“While we approved the listing and trading of certain spot bitcoin ETP shares today, we did not approve or endorse Bitcoin,” said SEC chairman Gary Gensler, in a statement. “Investors should remain cautious about the myriad risks associated with bitcoin and products whose value is tied to crypto.”
For the last 10 years, the SEC has denied every attempt to create a Bitcoin ETF, which is a bundle of assets that sort of works like a mutual fund. Unlike a mutual fund, though, these vehicles trade on exchanges, where stock market participants can easily buy and sell them. That’s crucial here — it means, basically, you can invest in Bitcoin without the bother of setting up your own wallet.

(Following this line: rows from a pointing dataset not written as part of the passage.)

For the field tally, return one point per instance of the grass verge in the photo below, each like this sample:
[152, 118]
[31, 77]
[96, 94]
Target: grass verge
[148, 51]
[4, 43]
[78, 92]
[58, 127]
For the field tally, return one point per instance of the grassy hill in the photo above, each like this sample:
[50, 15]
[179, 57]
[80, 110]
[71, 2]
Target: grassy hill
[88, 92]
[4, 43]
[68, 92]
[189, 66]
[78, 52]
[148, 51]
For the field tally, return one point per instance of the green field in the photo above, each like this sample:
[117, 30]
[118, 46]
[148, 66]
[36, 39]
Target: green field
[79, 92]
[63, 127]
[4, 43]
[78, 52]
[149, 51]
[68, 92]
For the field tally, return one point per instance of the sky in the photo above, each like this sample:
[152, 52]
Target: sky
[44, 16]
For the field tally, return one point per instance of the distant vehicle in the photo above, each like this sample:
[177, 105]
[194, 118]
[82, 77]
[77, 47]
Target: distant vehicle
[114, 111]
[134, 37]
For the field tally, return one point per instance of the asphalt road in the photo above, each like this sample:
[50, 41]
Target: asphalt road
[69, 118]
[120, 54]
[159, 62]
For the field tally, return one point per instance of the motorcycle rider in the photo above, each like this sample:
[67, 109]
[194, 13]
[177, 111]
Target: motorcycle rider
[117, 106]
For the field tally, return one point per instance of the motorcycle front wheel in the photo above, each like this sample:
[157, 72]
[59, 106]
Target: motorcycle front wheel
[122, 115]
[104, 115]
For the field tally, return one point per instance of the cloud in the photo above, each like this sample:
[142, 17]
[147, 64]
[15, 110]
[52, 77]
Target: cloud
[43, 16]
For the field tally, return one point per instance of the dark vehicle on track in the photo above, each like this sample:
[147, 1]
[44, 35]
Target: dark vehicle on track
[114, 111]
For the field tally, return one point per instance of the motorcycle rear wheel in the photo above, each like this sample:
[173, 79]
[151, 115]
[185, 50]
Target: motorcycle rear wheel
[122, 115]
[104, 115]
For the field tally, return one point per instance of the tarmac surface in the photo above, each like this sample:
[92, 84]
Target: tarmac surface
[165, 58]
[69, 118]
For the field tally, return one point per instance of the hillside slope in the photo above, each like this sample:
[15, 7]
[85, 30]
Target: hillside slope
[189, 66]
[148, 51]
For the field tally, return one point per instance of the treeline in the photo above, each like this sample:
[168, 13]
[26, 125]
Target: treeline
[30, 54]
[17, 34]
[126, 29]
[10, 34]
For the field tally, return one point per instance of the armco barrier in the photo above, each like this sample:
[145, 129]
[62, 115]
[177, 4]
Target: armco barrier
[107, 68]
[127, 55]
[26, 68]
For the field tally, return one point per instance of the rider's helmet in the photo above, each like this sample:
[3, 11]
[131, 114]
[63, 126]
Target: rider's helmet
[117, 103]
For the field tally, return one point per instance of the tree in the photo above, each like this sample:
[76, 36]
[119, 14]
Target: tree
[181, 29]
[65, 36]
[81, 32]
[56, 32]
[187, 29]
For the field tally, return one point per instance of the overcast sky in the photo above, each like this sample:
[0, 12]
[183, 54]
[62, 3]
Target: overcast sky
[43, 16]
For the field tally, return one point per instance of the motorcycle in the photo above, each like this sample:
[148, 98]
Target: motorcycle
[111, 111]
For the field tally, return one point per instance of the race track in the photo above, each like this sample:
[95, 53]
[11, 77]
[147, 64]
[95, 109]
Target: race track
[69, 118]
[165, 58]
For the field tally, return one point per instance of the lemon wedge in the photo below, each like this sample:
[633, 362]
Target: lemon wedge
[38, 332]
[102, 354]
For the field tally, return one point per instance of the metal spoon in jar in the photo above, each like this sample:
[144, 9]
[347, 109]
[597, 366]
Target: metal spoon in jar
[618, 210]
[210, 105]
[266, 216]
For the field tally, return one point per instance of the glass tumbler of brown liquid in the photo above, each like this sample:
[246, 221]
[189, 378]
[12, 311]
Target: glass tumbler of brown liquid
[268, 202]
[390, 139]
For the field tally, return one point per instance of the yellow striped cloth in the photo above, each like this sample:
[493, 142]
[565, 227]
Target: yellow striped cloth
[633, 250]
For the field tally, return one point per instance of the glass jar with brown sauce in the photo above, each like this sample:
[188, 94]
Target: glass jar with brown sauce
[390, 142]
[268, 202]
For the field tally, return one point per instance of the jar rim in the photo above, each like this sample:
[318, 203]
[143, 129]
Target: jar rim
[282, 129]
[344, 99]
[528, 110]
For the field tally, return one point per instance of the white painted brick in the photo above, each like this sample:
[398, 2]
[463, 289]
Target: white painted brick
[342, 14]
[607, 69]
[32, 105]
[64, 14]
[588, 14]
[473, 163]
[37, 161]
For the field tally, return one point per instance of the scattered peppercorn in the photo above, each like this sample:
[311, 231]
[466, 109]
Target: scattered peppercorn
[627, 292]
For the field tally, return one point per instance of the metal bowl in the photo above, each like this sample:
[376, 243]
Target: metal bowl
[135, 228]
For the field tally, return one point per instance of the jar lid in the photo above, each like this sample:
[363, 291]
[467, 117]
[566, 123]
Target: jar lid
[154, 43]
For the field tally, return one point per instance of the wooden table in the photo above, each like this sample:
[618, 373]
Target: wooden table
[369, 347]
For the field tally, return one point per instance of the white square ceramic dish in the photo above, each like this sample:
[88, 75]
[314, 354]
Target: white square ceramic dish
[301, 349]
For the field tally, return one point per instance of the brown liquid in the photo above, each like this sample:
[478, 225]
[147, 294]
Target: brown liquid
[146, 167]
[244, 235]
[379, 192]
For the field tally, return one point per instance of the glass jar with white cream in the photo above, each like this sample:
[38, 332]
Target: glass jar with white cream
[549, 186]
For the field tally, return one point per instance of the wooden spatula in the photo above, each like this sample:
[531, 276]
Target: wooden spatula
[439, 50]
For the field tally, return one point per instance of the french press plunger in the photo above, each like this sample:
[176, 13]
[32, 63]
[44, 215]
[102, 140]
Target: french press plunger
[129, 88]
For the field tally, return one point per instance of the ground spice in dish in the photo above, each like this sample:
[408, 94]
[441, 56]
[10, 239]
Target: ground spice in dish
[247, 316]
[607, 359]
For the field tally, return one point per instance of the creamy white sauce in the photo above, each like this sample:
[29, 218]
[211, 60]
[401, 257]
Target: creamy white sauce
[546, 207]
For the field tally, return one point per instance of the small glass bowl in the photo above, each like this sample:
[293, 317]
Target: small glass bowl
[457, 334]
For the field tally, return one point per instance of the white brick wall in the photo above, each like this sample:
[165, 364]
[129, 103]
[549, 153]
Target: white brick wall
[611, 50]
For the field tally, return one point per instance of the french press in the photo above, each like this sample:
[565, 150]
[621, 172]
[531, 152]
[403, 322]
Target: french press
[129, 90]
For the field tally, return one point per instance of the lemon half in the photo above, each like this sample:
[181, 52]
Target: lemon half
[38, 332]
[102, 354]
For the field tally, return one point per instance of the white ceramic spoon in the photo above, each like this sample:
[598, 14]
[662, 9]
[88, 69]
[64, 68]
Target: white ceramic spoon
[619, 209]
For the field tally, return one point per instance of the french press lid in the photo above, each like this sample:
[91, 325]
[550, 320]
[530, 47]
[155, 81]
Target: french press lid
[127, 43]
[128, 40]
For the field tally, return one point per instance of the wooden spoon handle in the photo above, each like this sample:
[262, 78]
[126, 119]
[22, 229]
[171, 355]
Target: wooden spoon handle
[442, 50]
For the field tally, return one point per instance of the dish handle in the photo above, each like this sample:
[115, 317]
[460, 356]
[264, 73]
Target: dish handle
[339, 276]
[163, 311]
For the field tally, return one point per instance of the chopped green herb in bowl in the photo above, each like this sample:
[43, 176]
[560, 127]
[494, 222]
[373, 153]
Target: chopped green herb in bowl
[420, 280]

That might be enough for certain kinds of investors who’ve been sitting on the sidelines to take the plunge into cryptocurrency. Crypto investors have been frothing about this — because in order to back their funds, the companies that issue ETFs will have to buy matching amounts of Bitcoin.
The price of Bitcoin hardly budged on today’s news. In the long run, however, a Bitcoin ETF makes it easier for traditional institutional investors to enter crypto. Pension funds and insurance funds, for instance, might be able to speculate on Bitcoin price for the first time, which would push up demand for Bitcoin.
Right now, the proxy for investing in cryptocurrency has been buying shares of crypto-focused companies such as Coinbase and MicroStrategy, which owns more than $8 billion of Bitcoin as of January. The entrance of a Bitcoin ETF may make those companies less valuable.